Longley, who regularly works with law enforcement and trains officers on crisis intervention, said data on law enforcement interactions with people experiencing mental health crises shows the “vast majority” of individuals stabilize at the scene or voluntarily go to a hospital for further assessment and care.
She referenced research that found poverty, abusive parents, membership in an organized hate group or gang, or being young, male and angry outweighed mental illness as risk factors for violence.
The Monitor’s analysis found nearly three-quarters of the 378 weapons restriction orders completed since July 2020 mentioned suicidal thoughts or attempts.
Of the instances that mentioned suicide, more than 86 percent of the individuals were male. The average age was 40.
According to data from the Centers for Disease Control and Prevention, nearly 90 percent of gun deaths in Maine between 2018 and 2022 were due to suicide, much higher than the national average of 57 percent.
“We do openly acknowledge that restricting access to lethal means is incredibly beneficial” to suicide prevention, Longley said. “Our concern is that the issuance of the warrant is based on the foundation of a mental health crisis or the presence of mental health symptoms as opposed to, again, those concrete risk factors.”
She emphasized that it’s important to provide care to a person experiencing a mental health crisis as early as possible in the least restrictive setting possible.
Another gun reform measure that went into effect this month, a mandatory 72-hour waiting period on gun purchases, provides what Longley called a critical “cooling down” period where a person experiencing suicidal thoughts can get connected to mental health resources.

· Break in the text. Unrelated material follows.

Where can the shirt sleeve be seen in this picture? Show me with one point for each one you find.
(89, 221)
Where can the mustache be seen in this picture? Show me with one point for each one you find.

Merry, the Sagadahoc County sheriff, could not recall a weapons restriction order in which a person threatening suicide had recently purchased a gun, but said there have been cases where a person expressed suicidal thoughts and did not own already own a weapon.
“There’s been a lot of research done across the country around the efficacy of 72-hour waiting periods in terms of reducing suicide,” he said. “So I think, you know, the research speaks for itself.”